From this vantage point, it is easy to appreciate the difficulties the Castleton miners had in accessing the cave, and it is certainly not a comfortable passage to walk down into the chambers. The original entrance is visible when you reach the first chamber, which is just an old pothole high in the roof. The first explorers were lowered on a rope into the caves down this aven. The action of water is visible everywhere in the cavern in the scalloping and etching of the rock walls. Soon the path follows the dried-up river bed itself.  

Clearly noticeable in the chamber are the relics of the old Castleton miners that have been preserved for the benefit of tourists in Castleton - a trolley, windlass and bellows, and some of the old workings where the best pieces of Blue John Stone were gathered.

There are six predominant natural chambers in Blue John Cavern, all with their own inimitable features. The sheer beauty of the caverns, complete with their exotic mineral colourings and exceptionally attractive crystals, has to be seen to be believed. Indeed, the whole of the show section winds through many chambers, each one special and exciting, with wonderful formations and colourings.

The first is Bull Beef, which is a working mine that is credited with producing some of the most spectacularly large pieces of Blue John Stone ever mined. This variety of Blue John Stone is known as Bull Beef because of its similarity to raw beef.

Second chamber is The Grand Crystallised Cavern. This is shaped like a dome, with a lofty roof and a type of Blue John Stone that looks like a tree trunk sawn in half due to its colour and markings.

The Waterfall Cavern is the third chamber. The left hand side of the cavern is covered entirely in stalagmitic formations, appearing like a spectacular frozen waterfall. Thanks to the iron oxide deposits, the high roof is decoratively coloured.

The fourth natural chamber is called The Stalactite Cavern. The Stalactite Cavern shows the meandering course that the underground river originally took. A trimming of stalactites are visible from the reasonably high roof, which bears a resemblance to an upside down riverbed.

Lord Mulgrave's Dining Room is the penultimate natural chamber. It was formed when two underground rivers collided, creating a whirlpool which is responsible for forming the circular shape of the chamber. It's named Lord Mulgrave’s Dining room because of a fabled tale that stated his Lordship entertained a group of miners to a dinner of some sort.

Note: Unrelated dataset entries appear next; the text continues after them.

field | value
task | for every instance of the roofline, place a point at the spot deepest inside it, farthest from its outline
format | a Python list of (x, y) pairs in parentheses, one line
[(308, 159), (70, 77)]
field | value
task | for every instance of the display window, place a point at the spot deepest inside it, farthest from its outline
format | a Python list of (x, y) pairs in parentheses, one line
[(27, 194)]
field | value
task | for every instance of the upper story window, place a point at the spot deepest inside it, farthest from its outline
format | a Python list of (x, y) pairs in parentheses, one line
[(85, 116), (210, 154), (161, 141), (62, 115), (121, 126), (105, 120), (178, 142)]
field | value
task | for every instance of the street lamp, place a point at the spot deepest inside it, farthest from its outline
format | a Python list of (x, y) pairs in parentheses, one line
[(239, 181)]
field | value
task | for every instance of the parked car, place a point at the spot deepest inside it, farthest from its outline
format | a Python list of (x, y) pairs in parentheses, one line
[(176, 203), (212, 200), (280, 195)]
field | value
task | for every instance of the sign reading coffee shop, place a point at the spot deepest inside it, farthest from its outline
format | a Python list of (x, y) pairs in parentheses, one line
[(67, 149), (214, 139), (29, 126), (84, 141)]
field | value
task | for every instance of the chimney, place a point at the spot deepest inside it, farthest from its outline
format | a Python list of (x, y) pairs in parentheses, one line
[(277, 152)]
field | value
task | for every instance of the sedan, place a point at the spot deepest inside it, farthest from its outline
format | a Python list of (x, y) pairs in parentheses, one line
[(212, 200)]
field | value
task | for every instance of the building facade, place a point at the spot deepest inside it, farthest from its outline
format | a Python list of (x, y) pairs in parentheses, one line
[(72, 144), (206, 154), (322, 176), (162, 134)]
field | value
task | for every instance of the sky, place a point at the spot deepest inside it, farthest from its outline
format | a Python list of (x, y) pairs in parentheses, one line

Finally is The Variegated Cavern. This is the last of caverns shown to Castleton tourists. At nearly 200ft high, the chamber is imposing and awe-inspiring in equal measure. Its peculiar name is derived from the variety of the etchings on the walls and in the roof. Here it is possible to fully value the force and power of the water which formed the caverns. From a position standing 20ft above the ground on a specially constructed platform, it is possible to look on into the blackness, down a vast hall, where only speleologists tread, littered with huge boulders, carried there by some long forgotten stream. 

It is not until tourists begin their trip back up to the surface, which is taken along the same route as travelled down the cave, that the depths that have been descended can be fully appreciated. Although it is quite an effort to climb back up the chambers - the cave descends for 214 feet – the endeavour is made worthwhile thanks to the beautiful scenery that is passed on the return journey.

On completion of the tour, there is a craft shop that has available a wide variety of Blue John Jewellery set in silver and gold, alongside Blue John Ornaments such as bowls, eggs, and goblets.